Dear Frank

 

You are really on the right track here. 

 

A ‘cooking stove’ has to be able to cook, period. That means controlling the 
heat somehow. The requirement to control the power level, and to vary it by a 
prescribed % - for example 50% or 25% of full power – is a reasonable 
requirement.

 

There is a proposed draft standard for biomass stoves that has a requirement to 
operate at full power for 20 minutes (to establish the fuel efficiency and 
power level) then to operate at 50% power for 30 minutes, maintain that power 
level within 20% of 50% for 20 of those 30 minutes. Next it should be operated 
at 25% of full power on the same terms. The purpose is to demonstrate that it 
is ‘controllable’.

 

A stove that can’t meet this level of control is not regarded as a ‘cooking 
stove’. It is perhaps a stove, but not one cooks will appreciate as being able 
to perform well.

 

All this is quite separate from the emissions and fuel consumption, meaning 
there are other targets that must be met as well (at the same time).

 

Electric stoves can be controlled over a power range of about 7:1 Gas stoves 
more. At 25% it is a 4:1 level of control. Not too demanding and not too 
little. This might be regulated differently in various countries depending on 
local preferences.

 

When conducting such a test, the thermal efficiency (meaning system efficiency 
so as to be able to report the fuel consumption, not the heat transfer 
efficiency) should be recorded so a performance curve can be generated. The 
curve should be printed on a card and attached to the product. If the 
performance is shown for the largest and smallest pots that suit the stove (in 
the manufacturer’s opinion), the range of performance that the customer can 
expect is indicated on the same card.

 

Regards

Crispin in sunny Beijing

 

 

Paal,

 

This is the way I am looking at it now:

1)      We first need to know if a stove can ‘simmer’. Forget the fuel savings 
for now.

2)      Stating an exact temperature for a lab ‘to simmer’ is not practical IMO 
because the water is heated at the bottom, thermometers differ, some pots 
covered etc. We just need to see if it can maintain a simmering temperature 
(say 85c to 98c?) and see how well we can maintain a steady temperature to 
determine if a stove can do that.  Low power. 

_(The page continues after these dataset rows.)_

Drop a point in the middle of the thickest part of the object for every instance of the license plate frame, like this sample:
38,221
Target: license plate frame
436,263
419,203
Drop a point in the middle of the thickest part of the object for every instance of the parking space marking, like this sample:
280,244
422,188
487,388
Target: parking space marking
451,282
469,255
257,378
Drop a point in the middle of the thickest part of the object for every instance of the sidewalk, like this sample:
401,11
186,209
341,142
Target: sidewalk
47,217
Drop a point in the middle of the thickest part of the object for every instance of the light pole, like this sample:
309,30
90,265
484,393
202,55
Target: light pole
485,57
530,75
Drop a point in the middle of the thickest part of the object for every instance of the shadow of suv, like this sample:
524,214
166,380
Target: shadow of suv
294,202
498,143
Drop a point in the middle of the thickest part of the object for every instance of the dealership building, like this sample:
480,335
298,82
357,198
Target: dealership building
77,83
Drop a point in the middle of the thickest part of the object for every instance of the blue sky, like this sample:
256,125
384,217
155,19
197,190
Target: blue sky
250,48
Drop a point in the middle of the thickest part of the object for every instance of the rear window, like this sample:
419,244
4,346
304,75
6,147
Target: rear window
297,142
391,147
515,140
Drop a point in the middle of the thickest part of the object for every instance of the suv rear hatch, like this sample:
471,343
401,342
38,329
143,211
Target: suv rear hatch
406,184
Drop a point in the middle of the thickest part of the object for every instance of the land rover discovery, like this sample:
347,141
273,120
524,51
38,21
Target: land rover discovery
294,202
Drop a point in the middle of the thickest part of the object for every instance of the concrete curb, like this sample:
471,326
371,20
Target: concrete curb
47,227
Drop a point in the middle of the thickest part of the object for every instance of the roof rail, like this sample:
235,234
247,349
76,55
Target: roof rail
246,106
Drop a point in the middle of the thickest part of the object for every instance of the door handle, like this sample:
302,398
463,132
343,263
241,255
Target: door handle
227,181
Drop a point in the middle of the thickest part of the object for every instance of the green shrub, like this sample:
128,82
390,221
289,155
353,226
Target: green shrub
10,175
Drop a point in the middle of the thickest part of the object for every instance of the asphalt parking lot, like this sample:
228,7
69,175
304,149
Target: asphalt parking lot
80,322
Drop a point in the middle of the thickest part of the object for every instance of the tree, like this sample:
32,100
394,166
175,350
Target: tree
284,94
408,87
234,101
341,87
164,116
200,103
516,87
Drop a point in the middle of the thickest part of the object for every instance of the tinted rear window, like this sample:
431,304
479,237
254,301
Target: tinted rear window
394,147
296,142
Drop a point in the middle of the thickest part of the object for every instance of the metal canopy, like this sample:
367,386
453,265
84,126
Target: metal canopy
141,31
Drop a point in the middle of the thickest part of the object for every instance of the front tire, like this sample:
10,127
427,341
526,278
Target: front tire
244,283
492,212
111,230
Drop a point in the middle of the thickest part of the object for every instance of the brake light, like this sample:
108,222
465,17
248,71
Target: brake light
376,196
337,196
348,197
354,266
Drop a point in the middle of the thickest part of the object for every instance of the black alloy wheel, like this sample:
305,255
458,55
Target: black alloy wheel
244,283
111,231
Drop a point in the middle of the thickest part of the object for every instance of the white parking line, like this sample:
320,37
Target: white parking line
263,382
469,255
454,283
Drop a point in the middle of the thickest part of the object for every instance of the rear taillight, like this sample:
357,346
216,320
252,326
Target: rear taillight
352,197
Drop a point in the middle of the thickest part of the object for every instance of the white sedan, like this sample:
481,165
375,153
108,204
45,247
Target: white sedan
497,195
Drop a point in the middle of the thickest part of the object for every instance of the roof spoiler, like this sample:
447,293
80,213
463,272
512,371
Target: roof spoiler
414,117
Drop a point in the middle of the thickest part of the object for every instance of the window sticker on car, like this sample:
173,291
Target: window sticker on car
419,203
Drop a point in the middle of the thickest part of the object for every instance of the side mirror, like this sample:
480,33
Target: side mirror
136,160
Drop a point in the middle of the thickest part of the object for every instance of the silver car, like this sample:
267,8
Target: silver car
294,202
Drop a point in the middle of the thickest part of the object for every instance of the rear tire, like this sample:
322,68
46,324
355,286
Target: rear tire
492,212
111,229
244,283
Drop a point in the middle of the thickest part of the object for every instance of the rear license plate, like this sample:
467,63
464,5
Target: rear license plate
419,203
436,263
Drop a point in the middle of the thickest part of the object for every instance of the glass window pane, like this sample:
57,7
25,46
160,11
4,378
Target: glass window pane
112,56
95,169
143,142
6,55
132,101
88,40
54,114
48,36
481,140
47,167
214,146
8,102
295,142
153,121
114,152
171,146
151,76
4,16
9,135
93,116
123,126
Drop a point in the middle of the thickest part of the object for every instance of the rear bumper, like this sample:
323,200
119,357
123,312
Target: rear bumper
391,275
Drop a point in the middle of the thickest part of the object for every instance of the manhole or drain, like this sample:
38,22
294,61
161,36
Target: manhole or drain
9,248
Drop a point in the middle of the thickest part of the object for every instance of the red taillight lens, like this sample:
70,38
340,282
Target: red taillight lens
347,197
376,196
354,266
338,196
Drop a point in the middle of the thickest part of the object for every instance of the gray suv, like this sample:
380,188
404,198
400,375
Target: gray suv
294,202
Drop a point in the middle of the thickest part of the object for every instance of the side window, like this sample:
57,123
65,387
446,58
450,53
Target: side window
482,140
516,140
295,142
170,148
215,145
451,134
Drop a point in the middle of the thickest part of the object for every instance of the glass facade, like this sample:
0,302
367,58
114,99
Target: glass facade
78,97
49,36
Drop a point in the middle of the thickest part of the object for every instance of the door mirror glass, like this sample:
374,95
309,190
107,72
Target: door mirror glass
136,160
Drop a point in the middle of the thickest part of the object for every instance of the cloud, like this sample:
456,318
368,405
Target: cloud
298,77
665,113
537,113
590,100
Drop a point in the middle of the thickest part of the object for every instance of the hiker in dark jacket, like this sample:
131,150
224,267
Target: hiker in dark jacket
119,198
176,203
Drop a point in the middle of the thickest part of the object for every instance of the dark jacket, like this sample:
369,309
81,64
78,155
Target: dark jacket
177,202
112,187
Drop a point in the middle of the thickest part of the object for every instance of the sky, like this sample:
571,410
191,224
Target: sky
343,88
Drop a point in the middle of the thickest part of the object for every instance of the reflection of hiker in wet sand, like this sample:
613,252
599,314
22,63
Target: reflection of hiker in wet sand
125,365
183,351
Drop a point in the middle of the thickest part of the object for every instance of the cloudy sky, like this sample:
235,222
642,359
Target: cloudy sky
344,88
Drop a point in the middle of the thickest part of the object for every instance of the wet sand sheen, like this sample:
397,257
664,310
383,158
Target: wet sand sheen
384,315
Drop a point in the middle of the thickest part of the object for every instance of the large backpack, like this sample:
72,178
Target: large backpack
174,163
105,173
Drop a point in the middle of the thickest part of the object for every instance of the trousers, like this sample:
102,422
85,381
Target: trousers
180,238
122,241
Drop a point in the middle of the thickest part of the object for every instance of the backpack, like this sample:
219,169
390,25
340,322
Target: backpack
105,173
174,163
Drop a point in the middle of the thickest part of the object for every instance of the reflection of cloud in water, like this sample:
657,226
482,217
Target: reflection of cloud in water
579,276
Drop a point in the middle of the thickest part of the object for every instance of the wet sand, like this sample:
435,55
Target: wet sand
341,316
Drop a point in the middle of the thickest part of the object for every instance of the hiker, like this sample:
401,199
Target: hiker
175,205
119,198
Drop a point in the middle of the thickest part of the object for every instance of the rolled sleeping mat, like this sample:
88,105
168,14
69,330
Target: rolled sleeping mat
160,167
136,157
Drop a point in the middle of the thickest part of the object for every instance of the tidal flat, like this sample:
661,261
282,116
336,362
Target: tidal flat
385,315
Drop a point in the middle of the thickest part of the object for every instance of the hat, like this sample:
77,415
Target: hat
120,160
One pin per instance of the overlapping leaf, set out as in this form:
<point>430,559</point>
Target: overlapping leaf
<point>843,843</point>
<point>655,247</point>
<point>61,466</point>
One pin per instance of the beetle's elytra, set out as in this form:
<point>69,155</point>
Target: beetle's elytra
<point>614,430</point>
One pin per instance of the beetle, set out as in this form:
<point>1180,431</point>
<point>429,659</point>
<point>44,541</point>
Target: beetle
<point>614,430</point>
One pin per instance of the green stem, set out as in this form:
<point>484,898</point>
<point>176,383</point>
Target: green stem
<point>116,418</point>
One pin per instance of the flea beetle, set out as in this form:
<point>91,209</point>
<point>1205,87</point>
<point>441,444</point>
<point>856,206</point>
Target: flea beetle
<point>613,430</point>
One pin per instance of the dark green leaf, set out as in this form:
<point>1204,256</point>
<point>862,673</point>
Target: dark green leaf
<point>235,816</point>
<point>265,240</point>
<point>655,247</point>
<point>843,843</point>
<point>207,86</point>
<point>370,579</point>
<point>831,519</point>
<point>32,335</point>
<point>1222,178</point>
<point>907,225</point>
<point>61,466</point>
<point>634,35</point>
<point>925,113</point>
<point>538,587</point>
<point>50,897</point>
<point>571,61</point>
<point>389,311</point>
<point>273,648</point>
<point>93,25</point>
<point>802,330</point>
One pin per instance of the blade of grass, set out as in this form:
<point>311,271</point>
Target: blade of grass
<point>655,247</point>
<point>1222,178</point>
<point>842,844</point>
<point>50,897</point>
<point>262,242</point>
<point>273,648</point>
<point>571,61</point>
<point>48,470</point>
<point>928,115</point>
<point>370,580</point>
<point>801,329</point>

3)      Stove Camp, where my E-Mail was intended to address, is a place they 
like friendly competition for the best stove. Thinking this would be a good one 
for them. 

4)      Once we get a list of stoves that can simmer we can determine how well 
they do it based on fuel savings. First we need the list. And then we need to 
get the procedure established to measure stove efficiency that we agree upon. 

5)      Purpose is to determine if a stove will keep a constant Low Power  
state over time. A most steady temperature reading will determine this. Nothing 
to do with fuel efficiency.

 

Cooking at low temperatures ‘Hay Boxes and the like’ cannot be included in this 
test because they would put the stoves being tested to shame.